When I am being very “grown-up” in all the wrong ways, all replete with very me, honesty hurts. Being real and true and genuine feels like carving out a little piece of my heart and offering it to another person, all the while praying I can put the piece back when the moment’s past, praying they don’t squash it to the point of being unusable. That hope is foolish and often false.
I’ve been considering this a lot the past few days. Sure, I was real. But it wasn’t comfortable. Days later, it still isn’t comfortable. I’m wanting to get that piece back unmarred. Silly me.
That’s not the kind of honesty I want to have. I want a new kind of honesty. Or perhaps it’s an old sort. However you see it, whether as a new openness of youth or old (meaning “former”), I want back the sincerity of my childhood. When I could be silly and authentic and transparent without brooding over what my friends thought of me. Childhood allowed me to be open about who I was without fear. “Fitting in” wasn’t a worry. My friends might have preferred their dolls or toy cars or sports to my books and puzzles, but we could still enjoy one another’s company. And I wasn’t so afraid to tell someone what they meant to me. The openness of childhood made it easy to say to someone “you’re my best friend!” without worrying, “oh, but does she want to be my best friend? maybe I’m not her best friend, and this is all going to be very awkward now”.
Really, it’s funny to me how this idea has been a running bit in my life lately. I’ve found that the most recent children’s books I’ve read offered up examples of this sort of friendship: The Magician’s Nephew is a fantastic read, and I usually pick it up to read of the foundation of Narnia (gives me chills–good chills–every time). That is why I read it this week, but I was struck by something else that has never really stayed with me before. It was the friendship of Digory and Polly. Such easy friendship there, and uncomplicated forgiveness (okay, not really, but as simple as it can be). And the second book was Winnie-the-Pooh. Because even though Pooh is very often a silly old Bear, he is so very loyal to his friend Christopher Robin, and C.R. is always so loving toward Pooh. And the music that’s been on repeat lately has pushed it on me, too. “I’ve often felt forsaken and certainly misused”, sang one song, and “I don’t know a soul who’s not been battered”. Another crooned to me, as if the sweet tone of voice could make up for the devastating truth being sung: “as for your tender heart, this world’s gonna rip it wide open”. My favorite author (can’t get through a post without quoting him) said “To love at all is to be vulnerable. Love anything and your heart will certainly be wrung and possibly broken”. The whole paragraph that thought came from has stuck with me since I first read it years ago.

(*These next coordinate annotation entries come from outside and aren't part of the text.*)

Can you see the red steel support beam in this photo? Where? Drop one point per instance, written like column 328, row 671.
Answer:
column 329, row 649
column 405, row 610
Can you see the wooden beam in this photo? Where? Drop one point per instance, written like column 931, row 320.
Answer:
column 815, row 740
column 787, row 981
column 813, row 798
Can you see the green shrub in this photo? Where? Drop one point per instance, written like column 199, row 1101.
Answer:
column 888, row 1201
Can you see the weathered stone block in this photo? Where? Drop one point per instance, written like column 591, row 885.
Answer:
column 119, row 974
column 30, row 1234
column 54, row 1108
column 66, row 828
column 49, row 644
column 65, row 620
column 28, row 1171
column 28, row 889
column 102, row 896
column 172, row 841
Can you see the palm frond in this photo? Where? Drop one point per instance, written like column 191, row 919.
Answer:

I think it’s a very “adult” thing to want to get involved in people’s lives without getting scarred. Who worries about scars? Not the little ones. They in their wisdom run around and get dirty and scrape their knees and get back up again. Life is about living, not wasting moments worrying about inevitable scrapes and bruises.
I want to be very like a child in my friendships in this sense. If whatever does not proceed from faith is sin, then I pray for grace, that all of my life, my friendships included, would proceed from faith. I want to act in faith when approaching community. I want to proceed recklessly; I want to love my dear friends without considering the cost. I want to love my sisters and brothers by being honest and true without caring how many times I might get a little trampled. Because greater love has no one than this, that someone lay down his life for his friends. And I want to begin by being unselfish, open, and genuine in the context of friendship (while still trying to be wise about it). You may have my heartfelt honesty, then (literally, heart-felt). Because friends, if I know anything, I know that all things work together for good.
I know this is not very thorough; to me it feels like an incomplete thought. However, I meant for this to be brief, as the title says. I just needed to write it out to understand it myself, and in writing it, found I wanted to share it. Take it for what it is: I am merely thinking aloud (or whatever the written equivalent to “aloud” is).